The main body of Jenkins's Mass is flanked either end by the anonymous 15th-century French song "L'homme armé". The fife-and-drum-style opening soon gains momentum; there's a Muslim call to prayers (delivered unaccompanied by Mohamed Gad) and a theatrical setting of Swift and Dryden that builds to momentary cacophony then stops dead for "The Last Post". Jenkins softens his voice for a tranquil sequence where the "Agnus Dei" and "Benedictus" frame a setting of words by the Master of the Armouries. It ends with a comforting promise from the Book of Revelation.

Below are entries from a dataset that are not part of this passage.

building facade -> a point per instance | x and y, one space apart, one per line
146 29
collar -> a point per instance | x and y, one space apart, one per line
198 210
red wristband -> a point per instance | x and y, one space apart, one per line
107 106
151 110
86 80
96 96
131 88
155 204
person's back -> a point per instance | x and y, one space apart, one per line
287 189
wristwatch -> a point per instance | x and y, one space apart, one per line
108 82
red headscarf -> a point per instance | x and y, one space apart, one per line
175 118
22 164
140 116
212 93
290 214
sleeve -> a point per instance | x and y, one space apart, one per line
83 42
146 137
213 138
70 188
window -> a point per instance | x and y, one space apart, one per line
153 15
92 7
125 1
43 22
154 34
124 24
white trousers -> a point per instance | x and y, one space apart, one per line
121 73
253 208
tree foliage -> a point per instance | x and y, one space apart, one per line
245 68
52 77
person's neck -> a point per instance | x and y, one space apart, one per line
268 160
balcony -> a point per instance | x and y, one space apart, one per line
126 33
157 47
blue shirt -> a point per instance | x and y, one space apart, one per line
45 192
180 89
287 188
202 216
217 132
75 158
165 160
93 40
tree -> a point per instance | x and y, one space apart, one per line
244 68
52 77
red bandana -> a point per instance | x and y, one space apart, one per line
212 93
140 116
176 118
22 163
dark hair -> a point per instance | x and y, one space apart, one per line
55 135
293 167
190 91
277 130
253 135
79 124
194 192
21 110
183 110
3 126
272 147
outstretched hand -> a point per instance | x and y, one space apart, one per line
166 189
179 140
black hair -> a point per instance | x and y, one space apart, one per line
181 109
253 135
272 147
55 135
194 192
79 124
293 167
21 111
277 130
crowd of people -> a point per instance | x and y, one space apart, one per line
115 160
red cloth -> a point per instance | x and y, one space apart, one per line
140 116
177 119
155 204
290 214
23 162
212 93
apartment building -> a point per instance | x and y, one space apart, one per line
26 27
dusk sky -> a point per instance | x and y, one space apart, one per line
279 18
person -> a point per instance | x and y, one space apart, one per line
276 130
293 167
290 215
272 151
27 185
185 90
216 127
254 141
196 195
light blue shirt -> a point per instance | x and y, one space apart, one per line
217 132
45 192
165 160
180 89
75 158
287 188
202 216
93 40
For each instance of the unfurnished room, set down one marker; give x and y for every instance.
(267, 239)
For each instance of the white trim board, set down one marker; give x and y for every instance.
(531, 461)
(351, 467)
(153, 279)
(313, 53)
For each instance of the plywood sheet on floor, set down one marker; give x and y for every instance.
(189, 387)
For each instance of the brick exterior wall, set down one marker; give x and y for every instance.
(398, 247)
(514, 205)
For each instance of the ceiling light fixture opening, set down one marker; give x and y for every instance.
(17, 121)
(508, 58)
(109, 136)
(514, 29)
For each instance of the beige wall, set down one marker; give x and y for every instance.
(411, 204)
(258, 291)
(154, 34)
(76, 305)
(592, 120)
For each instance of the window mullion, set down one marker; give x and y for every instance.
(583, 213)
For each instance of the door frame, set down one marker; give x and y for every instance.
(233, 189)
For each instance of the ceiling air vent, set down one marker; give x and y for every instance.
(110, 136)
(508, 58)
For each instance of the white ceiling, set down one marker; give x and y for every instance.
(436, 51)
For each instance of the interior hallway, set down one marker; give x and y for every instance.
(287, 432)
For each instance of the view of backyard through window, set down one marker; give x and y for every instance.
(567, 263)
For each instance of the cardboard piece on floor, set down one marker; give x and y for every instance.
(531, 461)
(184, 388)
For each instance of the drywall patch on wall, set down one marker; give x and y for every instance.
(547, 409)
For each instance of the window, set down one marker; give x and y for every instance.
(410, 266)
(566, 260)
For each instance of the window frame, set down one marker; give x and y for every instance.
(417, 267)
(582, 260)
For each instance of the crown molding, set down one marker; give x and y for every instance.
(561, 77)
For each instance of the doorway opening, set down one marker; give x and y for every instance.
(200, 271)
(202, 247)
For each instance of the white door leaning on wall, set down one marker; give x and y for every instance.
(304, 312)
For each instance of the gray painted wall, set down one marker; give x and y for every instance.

Grant Llewellyn conducted the National Youth Choir and National Musicians' Symphony Orchestra and a competent line-up of soloists. It seemed like an excellent performance. And the music? The sort of stuff you'd expect to hatch under a fairly stringent totalitarian regime: colourful, uncomplicated, hummable and safe. The multi-cultural mix (Brazilian and Afro-style drumming) is all well and good in principle, but I can't hear that Jenkins has done much with it.
Think back to how Pärt, Reich, Tippett, Stravinsky and others embraced disparate cultures for the last millennium and you'll recall worlds where creative excitement was caught on the wing. These people challenged and changed us. Even Leonard Bernstein's Mass, awkward and tacky as it sometimes was, faced the present head-on. Here, I felt like a prodigal son forced home to share something "normal" with mum and dad.
The obvious parallel is with film music - Zulu meets Disney, perhaps. And while it might have been interesting to pit my bewildered reactions against prolonged shouts of approval from the audience, I can't do that either. It will be interesting to see if the forthcoming Classic FM broadcast (scheduled for 5 May at 9pm) prompts the sort of positive reaction that Górecki's Third Symphony, Jan Garbarek's Officium and Gavin Bryars's Jesus' Blood Never Failed Me Yet achieved on the same station a few years ago.
Prior to this, Llewellyn offered us a Schubertian account of Sullivan's The Yeomen of the Guard Overture (the oboe sounded like something out of Rosamunde) and Julian Lloyd Webber brought his customary warmth to Elgar's Cello Concerto. Classic FM's Jamie Crick revived the idea that the Concerto might well have worked as part of a war symphony. Eighty-odd years on and its power remains undiminished.